眠っている恋人が寒くないかとブランケットを引き上げる。
夜更かしし、軽く寝てからこの部屋に連れてきた。
それに加え腹一杯飯を食ったんだ。
そりゃ眠いだろう。
読み途中の本を閉じ、三条の方へと身体を寄せる。
口元までブランケットに埋もれているから、少しだけなら大丈夫だろう。
顔にかかる髪を耳にかけ、また少し大人びた顔を覗く。
夜に見た、弟ともよく似ている。
いや、弟が三条に似ているのか。
丁度付き合ったばかりの頃の三条の年齢ほどの弟。
だからだろうか。
なんとなく、甘やかしたくなるのは。
付き合えた今となれば、もう少し待てば良かった、もっと他の方法を選択したら良かった、と思うこともある。

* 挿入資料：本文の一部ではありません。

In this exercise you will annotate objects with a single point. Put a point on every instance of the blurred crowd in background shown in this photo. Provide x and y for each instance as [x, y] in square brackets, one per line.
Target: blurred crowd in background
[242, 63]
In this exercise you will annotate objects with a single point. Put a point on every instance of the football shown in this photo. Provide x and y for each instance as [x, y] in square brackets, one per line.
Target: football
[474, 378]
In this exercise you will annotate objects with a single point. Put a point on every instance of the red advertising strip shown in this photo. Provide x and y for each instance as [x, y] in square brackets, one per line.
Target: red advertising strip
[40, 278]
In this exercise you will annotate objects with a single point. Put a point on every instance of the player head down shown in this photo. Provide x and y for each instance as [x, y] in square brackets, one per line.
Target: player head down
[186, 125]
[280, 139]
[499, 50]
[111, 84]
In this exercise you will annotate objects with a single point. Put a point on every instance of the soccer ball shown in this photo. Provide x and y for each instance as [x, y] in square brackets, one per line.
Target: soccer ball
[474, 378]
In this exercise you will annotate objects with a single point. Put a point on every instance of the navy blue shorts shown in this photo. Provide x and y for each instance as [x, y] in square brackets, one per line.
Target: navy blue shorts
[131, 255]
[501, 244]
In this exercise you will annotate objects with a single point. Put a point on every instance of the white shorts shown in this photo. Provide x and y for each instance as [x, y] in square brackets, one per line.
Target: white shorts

あんな酷いことをして傷付けてまで、自分のものにすることに躍起になることはなかった。
愛おしいだけ伝えたら良かった。
けど、それを三条に伝えたらきっと笑うだろう。
『そんなこと気にしてませんよ。
それに、それがあっての今です。
俺にとっては、それすら大切な思いでです。
正宗さんでも否定しないでください』
ってな。
指の背で頬を撫でる。
愛おしい、愛おしい、と。
飽きるまで撫でると最後に手のひらで額に触れ、その上からキスをする。
そうして、長岡も目を閉じた。
新年早々の昼寝は、とても気持ちが良い。